Il dj e produttore discografico australiano, vincitore di un Grammy, annuncia il nuovo lavoro fuori il 20 maggio e a cui hanno partecipato personaggi come Damon Albarn, Caroline Polachek e Oklou

Harley Edward Streten riveste i panni di Flume e ritorna con un album tutto nuovo, ‘Palaces’. L’appuntamento è per il prossimo 20 maggio, Intanto, ecco ‘Say Nothing’, che vede la partecipazione di MAY-A. “Questo brano parla del fare chiarezza sui sentimenti dopo una rottura”, dice Flume. “Lo abbiamo scritto nel 2020, quando la pandemia era appena iniziata”, prosegue il produttore australiano.

“Ero molto felice dell’idea iniziale ma è stato solo dopo il mio rientro in Australia nel 2021, quando ho iniziato a lavorare in studio con MAY-A, che ha davvero il tutto ha preso vita”. Collaborare con Flume è stato incredibile e straordinario, ha detto la cantante di Sidney. “Sono una sua grande fan ed è stato davvero meraviglioso poter creare della musica con un artista della sua caratura. Prendere parte al suo processo creativo e imparare a come gestire il lavoro è stato di grande ispirazione”.

 

‘Palaces’ ha iniziato a prendere forma quando Flume è ritornato a casa dopo un periodo di scarsa ispirazione trascorso a Los Angeles all’inizio della pandemia. Una volta stabilitosi in una città costiera nella regione di Northern Rivers del Nuovo Galles del Sud, l’artista ha subito ritrovato l’ispirazione necessaria per creare e grazie alla connessione con la natura. “Il paesaggio collinare, il camminare scalzo, il cielo che prima di una tempesta si colora di verde, il coltivare e mangiare i propri ortaggi, il profumo della pioggia sono motivo di ispirazione anche musicale”.

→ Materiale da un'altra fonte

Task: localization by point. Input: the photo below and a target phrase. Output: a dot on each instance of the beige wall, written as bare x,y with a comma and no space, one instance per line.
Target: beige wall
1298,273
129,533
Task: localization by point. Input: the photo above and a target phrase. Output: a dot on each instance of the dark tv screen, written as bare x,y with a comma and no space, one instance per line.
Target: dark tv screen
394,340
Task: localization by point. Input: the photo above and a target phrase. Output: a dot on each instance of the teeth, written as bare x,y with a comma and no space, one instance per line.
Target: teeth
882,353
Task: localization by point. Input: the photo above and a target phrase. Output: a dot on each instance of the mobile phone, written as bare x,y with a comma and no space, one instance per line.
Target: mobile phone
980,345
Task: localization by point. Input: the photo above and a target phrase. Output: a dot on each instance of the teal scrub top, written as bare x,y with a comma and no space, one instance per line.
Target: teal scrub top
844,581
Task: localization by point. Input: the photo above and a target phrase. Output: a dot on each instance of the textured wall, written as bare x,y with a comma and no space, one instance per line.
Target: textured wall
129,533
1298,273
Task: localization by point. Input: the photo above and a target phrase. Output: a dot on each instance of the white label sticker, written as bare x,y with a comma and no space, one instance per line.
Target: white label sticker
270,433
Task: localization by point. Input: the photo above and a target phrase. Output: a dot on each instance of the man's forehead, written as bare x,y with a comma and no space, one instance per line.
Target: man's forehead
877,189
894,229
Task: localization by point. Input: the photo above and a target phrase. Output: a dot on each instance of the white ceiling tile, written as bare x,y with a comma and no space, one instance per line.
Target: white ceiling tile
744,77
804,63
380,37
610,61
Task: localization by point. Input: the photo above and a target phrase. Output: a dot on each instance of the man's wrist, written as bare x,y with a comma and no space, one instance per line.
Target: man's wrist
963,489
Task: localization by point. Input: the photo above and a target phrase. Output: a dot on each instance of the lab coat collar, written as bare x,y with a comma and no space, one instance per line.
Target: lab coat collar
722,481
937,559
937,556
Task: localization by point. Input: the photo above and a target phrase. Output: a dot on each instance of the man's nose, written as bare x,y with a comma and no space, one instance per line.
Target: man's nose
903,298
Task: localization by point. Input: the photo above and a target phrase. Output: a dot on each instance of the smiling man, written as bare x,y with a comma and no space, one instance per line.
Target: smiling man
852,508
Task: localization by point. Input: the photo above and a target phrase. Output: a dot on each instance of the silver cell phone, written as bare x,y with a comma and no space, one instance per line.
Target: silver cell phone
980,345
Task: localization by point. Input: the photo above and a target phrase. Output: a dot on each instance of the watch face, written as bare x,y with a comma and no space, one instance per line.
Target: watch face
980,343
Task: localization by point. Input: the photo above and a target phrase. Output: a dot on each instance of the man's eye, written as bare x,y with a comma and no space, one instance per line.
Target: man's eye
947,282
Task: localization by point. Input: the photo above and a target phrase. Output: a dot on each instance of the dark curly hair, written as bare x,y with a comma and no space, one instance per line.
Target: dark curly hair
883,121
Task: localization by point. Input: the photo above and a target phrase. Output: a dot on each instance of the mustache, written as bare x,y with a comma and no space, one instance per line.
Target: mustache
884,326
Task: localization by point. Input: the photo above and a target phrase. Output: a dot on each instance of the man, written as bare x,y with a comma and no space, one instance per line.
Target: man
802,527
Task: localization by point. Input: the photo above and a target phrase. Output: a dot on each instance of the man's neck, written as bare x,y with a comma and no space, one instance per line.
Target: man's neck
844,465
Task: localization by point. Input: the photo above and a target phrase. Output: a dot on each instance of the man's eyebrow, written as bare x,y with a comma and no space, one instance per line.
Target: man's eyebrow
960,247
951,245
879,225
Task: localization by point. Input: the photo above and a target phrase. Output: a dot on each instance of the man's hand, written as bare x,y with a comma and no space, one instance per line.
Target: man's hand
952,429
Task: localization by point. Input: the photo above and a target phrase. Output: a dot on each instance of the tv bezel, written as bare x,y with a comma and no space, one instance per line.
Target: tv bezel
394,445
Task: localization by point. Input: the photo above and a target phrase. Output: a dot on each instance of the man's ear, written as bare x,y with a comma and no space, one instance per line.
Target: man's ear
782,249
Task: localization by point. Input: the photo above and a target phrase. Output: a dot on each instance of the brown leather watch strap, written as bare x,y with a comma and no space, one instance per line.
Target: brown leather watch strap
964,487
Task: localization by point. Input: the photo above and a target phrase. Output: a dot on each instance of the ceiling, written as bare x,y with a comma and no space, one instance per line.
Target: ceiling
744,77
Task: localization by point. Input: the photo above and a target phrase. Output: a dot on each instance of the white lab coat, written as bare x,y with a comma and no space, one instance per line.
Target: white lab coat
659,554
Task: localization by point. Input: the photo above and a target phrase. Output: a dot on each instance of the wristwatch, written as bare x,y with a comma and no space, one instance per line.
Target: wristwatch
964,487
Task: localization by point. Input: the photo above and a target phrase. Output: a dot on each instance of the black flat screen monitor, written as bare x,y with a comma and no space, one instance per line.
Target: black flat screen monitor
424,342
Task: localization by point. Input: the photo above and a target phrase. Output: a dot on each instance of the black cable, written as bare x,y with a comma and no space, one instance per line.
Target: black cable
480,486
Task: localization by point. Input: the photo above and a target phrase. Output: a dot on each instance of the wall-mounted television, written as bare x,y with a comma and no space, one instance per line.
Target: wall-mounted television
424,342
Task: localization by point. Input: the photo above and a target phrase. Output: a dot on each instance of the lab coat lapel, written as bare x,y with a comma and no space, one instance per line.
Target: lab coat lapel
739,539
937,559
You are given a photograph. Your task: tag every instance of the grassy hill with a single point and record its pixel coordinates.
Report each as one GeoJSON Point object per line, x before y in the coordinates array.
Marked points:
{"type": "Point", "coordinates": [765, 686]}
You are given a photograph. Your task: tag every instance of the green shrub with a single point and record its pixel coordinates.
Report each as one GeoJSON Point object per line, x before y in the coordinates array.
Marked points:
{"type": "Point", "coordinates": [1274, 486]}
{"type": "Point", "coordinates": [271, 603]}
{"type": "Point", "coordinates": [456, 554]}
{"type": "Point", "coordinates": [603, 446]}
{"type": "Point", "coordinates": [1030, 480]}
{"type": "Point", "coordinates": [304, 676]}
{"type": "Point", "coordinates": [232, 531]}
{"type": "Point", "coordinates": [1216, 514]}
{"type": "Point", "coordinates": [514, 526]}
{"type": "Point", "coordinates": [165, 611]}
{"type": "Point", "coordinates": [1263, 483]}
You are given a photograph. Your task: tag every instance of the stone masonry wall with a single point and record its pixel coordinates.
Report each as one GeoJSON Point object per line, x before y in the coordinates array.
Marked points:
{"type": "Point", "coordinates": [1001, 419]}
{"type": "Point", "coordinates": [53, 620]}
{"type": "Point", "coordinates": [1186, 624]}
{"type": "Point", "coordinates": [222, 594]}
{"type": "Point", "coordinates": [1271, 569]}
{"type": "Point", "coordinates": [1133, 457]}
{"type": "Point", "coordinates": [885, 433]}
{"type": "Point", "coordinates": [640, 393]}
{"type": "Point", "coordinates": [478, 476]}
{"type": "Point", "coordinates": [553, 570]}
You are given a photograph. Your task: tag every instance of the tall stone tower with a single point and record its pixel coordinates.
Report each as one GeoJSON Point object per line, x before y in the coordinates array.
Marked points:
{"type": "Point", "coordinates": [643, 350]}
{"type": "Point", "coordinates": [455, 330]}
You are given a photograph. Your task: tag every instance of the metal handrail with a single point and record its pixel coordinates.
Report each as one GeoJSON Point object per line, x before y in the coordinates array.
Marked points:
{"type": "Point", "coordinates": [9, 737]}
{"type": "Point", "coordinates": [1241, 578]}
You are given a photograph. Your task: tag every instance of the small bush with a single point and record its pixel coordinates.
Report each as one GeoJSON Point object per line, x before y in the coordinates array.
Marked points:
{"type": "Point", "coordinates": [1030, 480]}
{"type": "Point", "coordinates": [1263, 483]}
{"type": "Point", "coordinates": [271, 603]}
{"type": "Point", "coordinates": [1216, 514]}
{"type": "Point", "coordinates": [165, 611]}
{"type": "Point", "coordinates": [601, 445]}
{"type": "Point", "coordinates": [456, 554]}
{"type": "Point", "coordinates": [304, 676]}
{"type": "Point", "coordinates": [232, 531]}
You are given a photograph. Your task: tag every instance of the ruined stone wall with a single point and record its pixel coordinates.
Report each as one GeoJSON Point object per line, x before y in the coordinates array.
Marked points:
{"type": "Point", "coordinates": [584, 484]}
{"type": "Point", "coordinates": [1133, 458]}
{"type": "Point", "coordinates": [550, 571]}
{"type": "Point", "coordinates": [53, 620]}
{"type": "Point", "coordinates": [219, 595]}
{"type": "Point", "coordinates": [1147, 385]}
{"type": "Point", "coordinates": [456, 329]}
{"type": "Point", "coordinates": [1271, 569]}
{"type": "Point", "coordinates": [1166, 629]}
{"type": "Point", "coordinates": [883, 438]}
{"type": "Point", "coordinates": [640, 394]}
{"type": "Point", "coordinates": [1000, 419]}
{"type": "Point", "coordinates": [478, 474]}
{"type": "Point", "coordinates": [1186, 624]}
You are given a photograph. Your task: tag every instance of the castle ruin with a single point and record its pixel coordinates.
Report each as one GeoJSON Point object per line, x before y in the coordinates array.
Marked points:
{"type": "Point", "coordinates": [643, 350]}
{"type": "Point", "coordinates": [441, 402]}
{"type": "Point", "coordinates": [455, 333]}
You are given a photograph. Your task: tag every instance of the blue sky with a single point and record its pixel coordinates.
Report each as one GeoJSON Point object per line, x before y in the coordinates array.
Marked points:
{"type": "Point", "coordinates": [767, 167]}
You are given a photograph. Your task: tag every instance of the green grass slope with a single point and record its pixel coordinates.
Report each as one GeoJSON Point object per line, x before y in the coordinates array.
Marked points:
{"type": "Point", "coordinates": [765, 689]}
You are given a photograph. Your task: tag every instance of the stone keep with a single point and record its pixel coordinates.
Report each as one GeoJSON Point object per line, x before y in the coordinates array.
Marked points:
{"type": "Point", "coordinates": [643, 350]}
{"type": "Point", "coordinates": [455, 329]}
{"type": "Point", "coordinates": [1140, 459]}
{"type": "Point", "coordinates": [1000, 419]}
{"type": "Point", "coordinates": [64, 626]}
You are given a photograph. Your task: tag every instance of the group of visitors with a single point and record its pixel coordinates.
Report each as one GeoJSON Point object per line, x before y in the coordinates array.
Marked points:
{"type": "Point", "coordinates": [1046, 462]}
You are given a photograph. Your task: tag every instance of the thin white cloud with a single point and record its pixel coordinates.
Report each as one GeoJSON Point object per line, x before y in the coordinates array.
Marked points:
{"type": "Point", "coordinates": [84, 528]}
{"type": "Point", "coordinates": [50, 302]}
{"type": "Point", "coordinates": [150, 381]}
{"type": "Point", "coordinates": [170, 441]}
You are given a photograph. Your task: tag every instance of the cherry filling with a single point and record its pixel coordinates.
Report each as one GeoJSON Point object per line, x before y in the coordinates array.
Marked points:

La copertina di ‘Palaces’, il nuovo album di Flume

Flume e il suo collaboratore di lunga data, l’artista visual Jonathan Zawada, si sono lasciati andare affascinati dalla fauna locale, dagli uccelli, e hanno raccolto una serie di registrazioni che sono ormai parte dell’album che vede la partecipazione di una lunga serie di artisti internazionali, tra cui la star americana emergente Caroline Polachek, una celebrità britannica come il leader dei Blur e dei Gorillaz Damon Albarn, la spagnola Vergen Maria, la francese Oklou e l’amica e connazionale Kučka. Quest’anno dovrebbe essere davvero quello di Flume, che sulla carta ritornerebbe a calcare i palchi di festival come Coachella, Bonnaroo e Governors Ball.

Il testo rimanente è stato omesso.